You may want to take a look at what I posted in the following thread: http://forum.pianoworld.com/ubbthre...to-a-new-adult-beginner.html#Post3010526
I'm a guitarist with a BA degree, and some piano courses were required. So I've already learned music theory, music reading and basic piano. I have no problem playing pop piano comping as long as it's not too challenging. I always regret not learning piano when I was a child (I took lessons for about one year). I asked a few friends who have been learning piano since they were young about what did they study.
In some ways, I find that our experiences may be similar. I can arrange most pop songs pretty quickly, within 15 minutes or so. I have basically done the equivalent of first semester harmony which I learned from an online course on Coursera, as well as just generally making a note of the theory behind the compositions I played. While I do not play the guitar, I learned piano largely by arranging songs I knew, or learning other people's arrangements. I would play any song that I could think of, or that a friend would request, as quickly as possible. Then, I would try and make use of several arranging techniques, some of which were quite difficult. I learned 3-4 classical pieces in the meanwhile, but must have improvised for hundreds of hours, and come up with rudimentary arrangements of hundreds of songs, which I would then improvise over. That lead to developing a facility with techniques such as octaves and fast arpeggios in various configurations, honestly quite beyond what a grade 8 student would be expected to play. Now that I'm learning classical piano, I basically started out at a pretty high level in a number of respects.

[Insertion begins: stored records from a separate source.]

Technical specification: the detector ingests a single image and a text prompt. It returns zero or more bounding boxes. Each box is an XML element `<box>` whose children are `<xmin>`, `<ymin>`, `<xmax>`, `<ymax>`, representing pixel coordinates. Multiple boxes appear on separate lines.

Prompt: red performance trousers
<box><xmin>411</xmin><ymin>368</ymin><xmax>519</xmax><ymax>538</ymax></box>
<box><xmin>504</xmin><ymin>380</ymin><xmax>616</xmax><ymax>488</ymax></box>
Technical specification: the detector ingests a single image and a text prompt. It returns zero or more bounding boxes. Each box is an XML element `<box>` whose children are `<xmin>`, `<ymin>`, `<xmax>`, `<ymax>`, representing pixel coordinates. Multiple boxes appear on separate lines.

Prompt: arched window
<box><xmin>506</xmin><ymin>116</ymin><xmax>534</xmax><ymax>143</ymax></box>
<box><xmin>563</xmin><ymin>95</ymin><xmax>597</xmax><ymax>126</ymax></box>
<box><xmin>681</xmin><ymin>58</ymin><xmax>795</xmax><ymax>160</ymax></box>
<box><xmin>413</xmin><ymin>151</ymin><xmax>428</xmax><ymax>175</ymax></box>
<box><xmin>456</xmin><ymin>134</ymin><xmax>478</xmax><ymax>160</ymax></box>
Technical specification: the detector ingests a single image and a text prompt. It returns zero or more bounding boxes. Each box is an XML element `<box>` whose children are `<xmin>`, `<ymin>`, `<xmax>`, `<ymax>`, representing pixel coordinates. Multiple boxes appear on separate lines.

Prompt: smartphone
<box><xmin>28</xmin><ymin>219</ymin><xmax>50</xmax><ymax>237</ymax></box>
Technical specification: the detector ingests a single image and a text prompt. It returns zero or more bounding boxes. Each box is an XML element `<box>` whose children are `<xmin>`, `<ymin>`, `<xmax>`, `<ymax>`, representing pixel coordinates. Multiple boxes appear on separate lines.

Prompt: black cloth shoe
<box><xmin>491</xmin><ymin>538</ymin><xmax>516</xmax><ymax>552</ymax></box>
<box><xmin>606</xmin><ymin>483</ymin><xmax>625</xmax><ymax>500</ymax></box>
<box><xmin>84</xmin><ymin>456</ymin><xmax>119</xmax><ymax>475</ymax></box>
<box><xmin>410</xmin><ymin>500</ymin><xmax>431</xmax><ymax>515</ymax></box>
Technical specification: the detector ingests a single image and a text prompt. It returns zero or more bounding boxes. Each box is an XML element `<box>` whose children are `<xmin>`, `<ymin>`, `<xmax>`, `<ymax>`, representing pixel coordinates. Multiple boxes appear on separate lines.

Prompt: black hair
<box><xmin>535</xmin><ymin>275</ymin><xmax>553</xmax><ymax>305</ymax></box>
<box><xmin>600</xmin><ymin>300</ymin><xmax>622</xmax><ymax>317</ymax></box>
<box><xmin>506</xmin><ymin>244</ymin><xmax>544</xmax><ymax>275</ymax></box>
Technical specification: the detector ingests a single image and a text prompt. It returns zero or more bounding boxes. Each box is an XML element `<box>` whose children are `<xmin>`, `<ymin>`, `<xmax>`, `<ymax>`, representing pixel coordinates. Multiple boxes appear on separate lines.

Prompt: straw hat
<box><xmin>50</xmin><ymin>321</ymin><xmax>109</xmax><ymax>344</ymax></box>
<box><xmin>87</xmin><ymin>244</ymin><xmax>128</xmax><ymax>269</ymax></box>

Regarding method books -- most of the teachers I respect online do not quite follow method books. They are useful inasmuch as they can be used to narrow down on weaknesses and provide some sort of structure to one's learning. I think what is probably more important is to play a number of pieces, maybe learning one every week or two, and trying to get as good as you can with those. I believe that plain old exercises are less useful for adults, as opposed to simply playing a number of pieces and getting used to the techniques in context. I have found scales and arpeggios to be useful, and knowledge of how to move the hand efficiently. As an adult, you're probably not as good as a child at mimicking other people's movements. So it's a good idea to also be aware at an intellectual level about efficient hand motions and how they work. Check out Graham Fitch, Josh Wright, and cedarvillemusic on Youtube if you haven't already. You should aim to be acutely aware of tension in the hand. Method books as such aren't useful beyond achieving a basic understanding of technique, since so much involves really subtle hand movements, which are difficult to communicate and can easily be misinterpreted over text. More than doing the exercises, imo, it is important to note how you're doing them. Your hands should feel really light, and the motions should feel effortless. It doesn't matter whether or not you do exercises if you achieve those ends through other means, such as by playing a wide range of repertoire.
Actively listen (and by this I mean really listen to the minutiae) to a LOT of classical music, maybe about an hour a day at the starting. Hopefully, you do enjoy listening to classical music, since you're attempting to learn it. You want to gain an instinctive understanding of the idiom as far as possible. Listen to pieces multiple times and try to understand what really makes them special. Listen to the great concert pianists, make a note of their differences, find out what things you like, whether there is someone who really appeals to you, etc. Eventually, you will gain a better instinctive picture of the landscape.
It is possible to achieve a pretty decent level on your own, so don't necessarily worry about that. It helps if you have time on your hands. In the first few months, I was playing the piano/keyboard for several hours a day, obsessively trying to play pieces I enjoyed (while driving my roommates mad!). It paid off; however, if you have a really hectic job or something where you only have half an hour each day to spend, it might be a good idea to get a teacher, because you can then offload all of the planning onto them in some sense. In that case, make sure to get the very best one you can and be really picky, because a bad teacher is worse than no teacher. If you have high aspirations such as wanting to play Chopin etudes at a high level, regardless of how talented you are, I think it's a good idea to get a teacher on balance. I have yet to come across a self-taught student who managed to play them well.